The sight, brought back memories, of rainy days when I went with my dad on his scooter. Helmets were different then. They didn’t have a glass attachment to cover the eye, so, we had to stop driving when the rain was hard since, one couldn’t keep their eyes open.
The only reason that I would want to work in India again is the chance of wearing a sari to work, especially the cotton sari’s. This is one dress I miss wearing to work.

2 comments:

Rachna said...

Then you'd be disappointed because in corporate offices, no one except the really old ladies wear saris. Even in schools, it is not mandatory. It differs from school to school. These days, no one prefers to wear saris at their workplaces as a daily wear unless it is enforced. Frankly, it is not a very comfortable attire to work in. Though, Indian women do look very pretty in saris. But, look at the women wearing saris daily, and my opinion differs with yours. I see most of them with their ooncha saris, many times crumpled, and it is not very appealing to look at. Saris are slowly relegated to festival or formal occasion wear. As an aside, it is another matter that many women in the South wear the salwars shabbily. The pajamas are ill-stitched and often higher than the ankles. Churidars before the advent of fitted ones were droopy and sloopy, and the dupatta is conveniently done away with.

Gayatri said...

Hi Rachna,

Good to know that its not enforced, this makes it easier for me to choose when I would like to wear it. It would surely be odd in the USA, right!

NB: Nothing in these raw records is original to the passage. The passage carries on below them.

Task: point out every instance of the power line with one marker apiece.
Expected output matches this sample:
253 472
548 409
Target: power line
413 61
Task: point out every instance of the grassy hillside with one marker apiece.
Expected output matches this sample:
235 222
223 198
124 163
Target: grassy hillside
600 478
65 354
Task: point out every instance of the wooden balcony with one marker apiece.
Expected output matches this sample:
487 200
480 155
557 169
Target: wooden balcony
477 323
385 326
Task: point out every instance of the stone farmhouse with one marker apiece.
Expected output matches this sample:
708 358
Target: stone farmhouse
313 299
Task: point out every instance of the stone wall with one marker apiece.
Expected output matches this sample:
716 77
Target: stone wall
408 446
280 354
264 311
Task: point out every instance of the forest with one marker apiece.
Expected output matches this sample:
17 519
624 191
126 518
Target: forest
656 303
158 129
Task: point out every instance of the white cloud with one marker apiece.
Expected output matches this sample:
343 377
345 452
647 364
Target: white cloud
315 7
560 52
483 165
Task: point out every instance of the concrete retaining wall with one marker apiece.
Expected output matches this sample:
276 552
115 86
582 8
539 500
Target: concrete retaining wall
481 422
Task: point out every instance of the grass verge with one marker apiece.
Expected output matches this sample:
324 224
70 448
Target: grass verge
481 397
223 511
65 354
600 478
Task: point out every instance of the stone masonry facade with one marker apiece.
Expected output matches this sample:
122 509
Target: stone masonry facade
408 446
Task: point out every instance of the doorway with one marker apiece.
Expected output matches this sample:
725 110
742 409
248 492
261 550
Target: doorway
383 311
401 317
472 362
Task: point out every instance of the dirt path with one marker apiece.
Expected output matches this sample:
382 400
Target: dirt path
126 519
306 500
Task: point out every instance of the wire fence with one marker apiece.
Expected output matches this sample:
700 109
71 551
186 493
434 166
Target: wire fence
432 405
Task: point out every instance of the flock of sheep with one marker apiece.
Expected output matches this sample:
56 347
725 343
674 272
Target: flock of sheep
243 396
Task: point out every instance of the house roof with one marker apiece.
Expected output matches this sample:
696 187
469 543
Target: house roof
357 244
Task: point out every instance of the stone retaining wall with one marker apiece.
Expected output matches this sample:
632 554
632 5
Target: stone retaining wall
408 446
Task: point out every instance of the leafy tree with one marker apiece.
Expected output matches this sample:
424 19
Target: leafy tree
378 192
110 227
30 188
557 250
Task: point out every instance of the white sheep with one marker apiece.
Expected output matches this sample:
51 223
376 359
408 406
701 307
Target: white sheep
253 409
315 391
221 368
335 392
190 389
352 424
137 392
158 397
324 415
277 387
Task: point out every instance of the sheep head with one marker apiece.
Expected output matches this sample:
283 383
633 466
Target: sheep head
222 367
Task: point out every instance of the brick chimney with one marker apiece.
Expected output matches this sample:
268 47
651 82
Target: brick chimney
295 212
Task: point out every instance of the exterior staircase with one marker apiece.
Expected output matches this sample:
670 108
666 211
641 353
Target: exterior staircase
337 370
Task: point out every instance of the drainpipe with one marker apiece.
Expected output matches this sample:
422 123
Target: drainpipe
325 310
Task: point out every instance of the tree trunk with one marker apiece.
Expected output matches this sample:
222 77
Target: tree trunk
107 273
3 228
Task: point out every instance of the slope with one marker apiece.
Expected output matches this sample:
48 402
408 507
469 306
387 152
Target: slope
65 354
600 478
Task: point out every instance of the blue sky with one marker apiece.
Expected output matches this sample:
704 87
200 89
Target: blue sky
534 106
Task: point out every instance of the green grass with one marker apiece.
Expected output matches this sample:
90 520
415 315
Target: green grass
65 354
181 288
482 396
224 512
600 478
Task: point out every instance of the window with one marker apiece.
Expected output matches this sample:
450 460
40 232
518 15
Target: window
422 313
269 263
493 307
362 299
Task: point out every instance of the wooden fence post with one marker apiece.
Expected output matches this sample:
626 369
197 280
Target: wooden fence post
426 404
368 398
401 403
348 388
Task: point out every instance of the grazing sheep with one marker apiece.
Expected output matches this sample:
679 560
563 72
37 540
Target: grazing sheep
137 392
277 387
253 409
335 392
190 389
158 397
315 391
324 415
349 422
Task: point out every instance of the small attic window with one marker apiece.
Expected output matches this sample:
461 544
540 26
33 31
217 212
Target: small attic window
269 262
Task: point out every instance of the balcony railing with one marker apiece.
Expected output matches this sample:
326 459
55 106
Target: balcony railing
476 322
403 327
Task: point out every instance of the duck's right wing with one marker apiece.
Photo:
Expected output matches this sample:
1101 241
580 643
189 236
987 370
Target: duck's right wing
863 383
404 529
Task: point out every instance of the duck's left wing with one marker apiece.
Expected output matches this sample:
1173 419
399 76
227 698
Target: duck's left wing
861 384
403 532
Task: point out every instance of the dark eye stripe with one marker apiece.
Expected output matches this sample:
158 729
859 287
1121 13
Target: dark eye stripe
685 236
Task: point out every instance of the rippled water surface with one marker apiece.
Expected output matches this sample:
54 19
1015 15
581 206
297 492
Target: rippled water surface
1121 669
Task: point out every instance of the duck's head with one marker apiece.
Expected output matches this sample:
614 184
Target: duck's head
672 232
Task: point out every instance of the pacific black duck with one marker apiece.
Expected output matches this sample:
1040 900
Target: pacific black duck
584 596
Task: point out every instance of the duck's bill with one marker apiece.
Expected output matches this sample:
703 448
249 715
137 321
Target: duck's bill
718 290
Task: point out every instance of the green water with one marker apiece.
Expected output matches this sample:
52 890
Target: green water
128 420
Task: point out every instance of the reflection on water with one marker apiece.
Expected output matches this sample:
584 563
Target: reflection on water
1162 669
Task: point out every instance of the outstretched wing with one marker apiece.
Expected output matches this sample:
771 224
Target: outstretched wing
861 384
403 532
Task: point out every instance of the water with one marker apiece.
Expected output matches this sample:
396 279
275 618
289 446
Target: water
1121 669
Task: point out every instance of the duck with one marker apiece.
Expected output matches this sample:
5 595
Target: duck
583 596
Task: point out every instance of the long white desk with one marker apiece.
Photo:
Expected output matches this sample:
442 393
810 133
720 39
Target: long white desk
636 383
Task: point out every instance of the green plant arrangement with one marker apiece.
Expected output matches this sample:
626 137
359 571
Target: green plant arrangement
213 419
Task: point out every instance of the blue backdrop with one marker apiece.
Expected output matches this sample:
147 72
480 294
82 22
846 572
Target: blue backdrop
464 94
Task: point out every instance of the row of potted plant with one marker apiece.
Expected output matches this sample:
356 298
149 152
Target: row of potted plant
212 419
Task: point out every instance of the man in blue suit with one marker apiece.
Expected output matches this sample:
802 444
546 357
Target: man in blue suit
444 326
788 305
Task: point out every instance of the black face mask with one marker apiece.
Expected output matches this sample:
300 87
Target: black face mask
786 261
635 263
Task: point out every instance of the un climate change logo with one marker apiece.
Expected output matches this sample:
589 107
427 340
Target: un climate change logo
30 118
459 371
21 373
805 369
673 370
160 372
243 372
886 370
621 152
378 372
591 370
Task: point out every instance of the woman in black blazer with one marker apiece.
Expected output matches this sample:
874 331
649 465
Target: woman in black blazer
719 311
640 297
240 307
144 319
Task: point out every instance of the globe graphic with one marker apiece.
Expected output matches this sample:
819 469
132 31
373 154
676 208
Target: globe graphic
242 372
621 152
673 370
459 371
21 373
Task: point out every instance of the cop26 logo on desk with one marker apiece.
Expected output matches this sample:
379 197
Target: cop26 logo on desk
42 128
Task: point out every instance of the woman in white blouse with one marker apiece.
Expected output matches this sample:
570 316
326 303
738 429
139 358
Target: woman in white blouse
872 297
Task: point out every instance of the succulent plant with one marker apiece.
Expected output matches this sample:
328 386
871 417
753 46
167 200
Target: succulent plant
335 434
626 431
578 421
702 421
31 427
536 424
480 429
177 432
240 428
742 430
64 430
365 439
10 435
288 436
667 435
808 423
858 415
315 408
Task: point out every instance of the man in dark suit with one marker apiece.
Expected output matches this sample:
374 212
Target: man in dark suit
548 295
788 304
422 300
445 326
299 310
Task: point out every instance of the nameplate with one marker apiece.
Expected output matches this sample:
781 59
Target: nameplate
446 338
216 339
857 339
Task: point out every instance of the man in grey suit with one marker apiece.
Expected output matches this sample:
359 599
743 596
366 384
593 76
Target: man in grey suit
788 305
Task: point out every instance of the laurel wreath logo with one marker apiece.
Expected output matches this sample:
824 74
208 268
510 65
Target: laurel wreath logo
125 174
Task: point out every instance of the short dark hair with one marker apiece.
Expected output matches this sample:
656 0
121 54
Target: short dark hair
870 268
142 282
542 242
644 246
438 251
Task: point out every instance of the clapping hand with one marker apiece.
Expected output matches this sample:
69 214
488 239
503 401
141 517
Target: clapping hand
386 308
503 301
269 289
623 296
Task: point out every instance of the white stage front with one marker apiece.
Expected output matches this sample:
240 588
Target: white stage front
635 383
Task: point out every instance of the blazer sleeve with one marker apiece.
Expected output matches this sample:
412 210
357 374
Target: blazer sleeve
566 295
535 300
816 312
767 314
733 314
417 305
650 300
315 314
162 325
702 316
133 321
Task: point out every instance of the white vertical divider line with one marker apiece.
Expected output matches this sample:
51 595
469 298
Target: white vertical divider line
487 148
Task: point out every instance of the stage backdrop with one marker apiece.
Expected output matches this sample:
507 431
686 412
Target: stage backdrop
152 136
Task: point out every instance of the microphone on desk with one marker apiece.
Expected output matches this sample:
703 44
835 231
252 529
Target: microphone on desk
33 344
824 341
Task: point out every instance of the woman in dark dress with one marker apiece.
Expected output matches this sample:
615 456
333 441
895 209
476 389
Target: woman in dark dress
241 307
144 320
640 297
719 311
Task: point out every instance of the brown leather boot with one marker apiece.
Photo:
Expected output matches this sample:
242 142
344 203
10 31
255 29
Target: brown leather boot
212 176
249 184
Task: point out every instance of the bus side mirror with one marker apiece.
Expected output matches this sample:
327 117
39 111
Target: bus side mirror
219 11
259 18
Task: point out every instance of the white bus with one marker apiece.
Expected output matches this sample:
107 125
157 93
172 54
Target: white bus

As you said it, its inconvenient, but its fun and exciting and beautiful too. It has lot of maintainence issues but then, who looks fresh after the first few hours of morning.

Traveling in the dust doesn't help either. There is spit and poop on the streets, so even I wouldn't feel comfortable walking with my sari down to the ground. I would prefer holding them high on the street and rearrange my sari, when in a cleaner place.


Given all the inconveniences, that's my choice of dress. It does enhance a women's body to look shapely even if out of shape.

I'm sure Sari wearing is enforced on lecturers, since the difference in age between me and the final year (B.com, B.A and B.Sc) students was hardly 3 years then. If I were allowed to dress in salwar, I would have looked like a student myself. I think that was the reason they enforced it in the college I taught.

In school I enjoyed watching 2 of my teachers who would really dress well in sari's. My math and science teachers. One of them, wore a gerbera daisy, below her knot she used to put on her hair. Remember her like I saw her yesterday.
Then there was one teacher who would just wrap some fabric and show up in school.
When I taught, I did feel that my students enjoyed watching the sari's I wore. (dont' get me wrong, it was a girls college). So, there are people who wear sari and people who are passionate about it. I would consider myself among the later kind. I'm sure there are many of them like that.